1982年,我从队办小学升入村办小学读三年级,袁老师从乡中心校下放来教我们。开学报名后回家,在乡中心校读书的姐姐神秘地告诉我,“知道袁老师为什么来教你们吗?因为他‘不务正业’,所教成绩总是不如其他班”。当时我不到10岁,对“不务正业”似懂非懂,对即将迎来的学校生活也没有任何预判。
正式上课后,我切身感知了袁老师的“不务正业”。那时学校还没有电铃和广播,考试只考语文和数学,上学、放学时间和上什么课由教师自己把握。记得当时我们学校的做法是,学生每天上午9点到校,先读约一个小时课文,然后开始上语文课,上完课做作业,教师面批完作业、学生修改后就放学了。下午两点上数学课,除了阅读,其他流程与上午差不多,只是在教师批改作业前会有一次课间休息,放学前还安排约一个小时的自由活动。
至今,我仍对两个时间段的活动记忆犹新。
一是阅读课。课上,袁老师除了要求我们背下刚学完的课文,还会对背得快的学生额外加几首古诗词,比比谁还能背下来。就在这样一次又一次的“加餐”中,上完三年级我几乎背完了小学语文教材中的古诗词。有意思的是,尽管袁老师从来不讲,但通过读和背我也能明白许多诗词的大概意思。
二是自由活动时间。在这段时间里,袁老师有时会自娱自乐地拉小提琴、写毛笔字、画国画,一副超然不俗的样子;有时会教我们唱歌、写字、画画,并把我们的作品与他的作品一起贴在教室的后墙上;有时还会和我们一起跳格子、打沙包、拔河,直到大家累得满头大汗、气喘吁吁……那时,跟袁老师学会了哪首新歌、哪幅画作和袁老师的作品一起张贴了、在哪项体育活动中赢了袁老师等成了我们炫耀的常用话题。
当然,这样的安排也不是一成不变的。那年麦收时节,袁老师带着我们到庄稼地捡了一天麦穗,回校后搓了满满两大袋麦粒,用卖得的钱买回许多糖、书和笔。那年春天,我们在袁老师的带领下,用半天时间在校园里栽种了许多花草树木,并建立“一人一棵”管护责任制,驱使我们每天都去照顾它们,支起撑杆、扎上篱笆、浇足水。现在路过母校,我还常常在那些长大的树下坐一会儿,回忆与袁老师、小伙伴在一起的点点滴滴。
1992年,我师范毕业后也回农村当了一名小学教师。在30多年的教育生涯中,我经历了多轮教学改革,学习了许多教育理念和教育方法。在学习过程中,我不止一次发现有些新理念、新方法其实并不新,如“教育不仅仅是为了提分而是要促进学生的全面发展”“尊重学生差异性要重视从多方面入手唤醒学生的潜力”“培养学生的语文素养要让学生从中华优秀传统文化中汲取养分”等,袁老师早就在我们身上实践了。

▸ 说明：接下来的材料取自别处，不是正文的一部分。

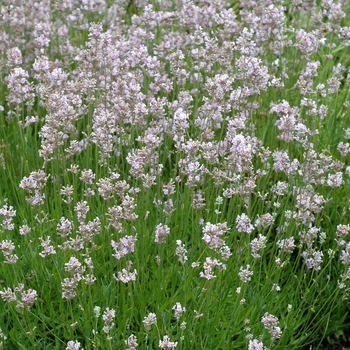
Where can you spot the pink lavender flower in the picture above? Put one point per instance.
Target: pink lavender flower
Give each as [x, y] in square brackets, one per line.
[149, 320]
[244, 224]
[162, 232]
[131, 342]
[167, 344]
[73, 345]
[179, 310]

去年春节,我应约参加一个小范围的小学同学聚会。在天南海北的闲扯中,有同学忆及我们班当初成绩并不出色,但后来有3名同学考上了中师,说是受了袁老师的影响。还有同学说,袁老师教完我们这届3年级学生就回老家教书了,工作期间曾获“全国优秀教师”荣誉称号,目前已经退休。在我的认知里,“全国优秀教师”是一个教师很难企及的崇高荣誉,袁老师能够获评,也许就是因为他坚持“不务正业”。
教育改革兜兜转转这么多年,在我身边依然有教师不知道怎么教书育人。乡村振兴需要心系家乡、从事乡村建设的本土人才,但许多年轻人总是希望“往城里跑”,我想,倡导教师也像袁老师那样“不务正业”,或许是一个不错的选择。